Félix Bongo : A un moment, j’en ai eu marre, j’ai demandé à des personnalités très importantes du Gabon comme de l'étranger (par respect et pour pas les impliquer sans leur avis, je préfère pas citer ces gens) d'intervenir pour apaiser ces conflits intra-clan qui allaient crescendo. Lorsque j'ai quitté le trésor. Je ne voulais pas que ce soit vu comme un pied nez ou une provocation. Je voulais simplement mener ma petite vie et revenir à mes premiers centres d'intérêts : penser des projets et les mettre en œuvre
“Plainte contre Félix Bongo
Qui a porté plainte contre vous ?
Félix Bongo :Au moment où je vous parle, le trésor public gabonais n’a jamais porté plainte contre moi. Il n'y a eu qu'un seul plaignant contre moi, il s'appelle Mr. Bosco Alaba Fall, neveu du défunt président Omar Bongo. Il disait qu’il agissait sur la base d’une prérogative qui permet au parquet de la république de s’autosaisir d’un problème sur dénonciation.

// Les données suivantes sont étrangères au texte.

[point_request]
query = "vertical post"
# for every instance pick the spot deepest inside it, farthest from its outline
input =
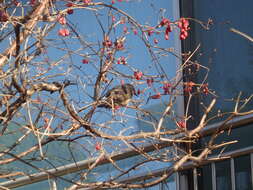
(251, 167)
(195, 179)
(232, 170)
(213, 176)
(177, 181)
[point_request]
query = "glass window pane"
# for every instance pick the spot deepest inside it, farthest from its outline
(226, 54)
(243, 173)
(223, 176)
(205, 177)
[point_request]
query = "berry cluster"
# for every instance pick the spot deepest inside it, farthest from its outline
(183, 24)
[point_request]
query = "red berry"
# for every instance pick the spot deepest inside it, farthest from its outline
(63, 32)
(70, 11)
(156, 41)
(181, 124)
(98, 146)
(85, 61)
(138, 75)
(157, 96)
(164, 21)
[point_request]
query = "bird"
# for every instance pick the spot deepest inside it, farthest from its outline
(119, 96)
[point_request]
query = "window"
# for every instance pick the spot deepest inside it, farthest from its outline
(228, 57)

Mais devinez qui a été me dénoncer?
Très peu de gens le savent au Gabon : un chauffeur licencié par moi après vingt-deux mises à pieds et qui était le beau-frère du procureur de la république, Mr. Bosco Alaba Fall. Ce monsieur (Bosco Alaba Fall) qui était déjà connu pour faire de la justice spectacle et pour orchestrer la déchéance d’un tel ou tel pour le compte du pouvoir. Je n’ai été qu’un jouet dans les main de ce procureur ou plus exactement de cet homme de main nommé : Bosco Alaba Fall
“Spoliation de mes biens personnels
Dans les différents sujets qui vous opposent à certains au Gabon, il y a le volet concernant la spoliation de vos biens. Plus précisément, il s’agit de quoi ?
Félix Bongo : Au moment où je suis obligé de quitter le Gabon pour ma sécurité, mes biens sont mis sous séquestre, c’est-à-dire confié à un syndic, Me Athanase Ndoye Loury. Ce syndic est notoirement connu comme étant un truand au Gabon. En effet, lui et d’autres comparses ont mis en place un système qui les permet d’être mandatés par les juges pour redresser une entreprise officiellement, or eux, n’ont qu’un but dans cette démarche : celui de spolier les propriétaires.
Il a fait de la prison, ce n’est pas une invention de ma part. Je serais ainsi spolié de l’intégralité de mes biens.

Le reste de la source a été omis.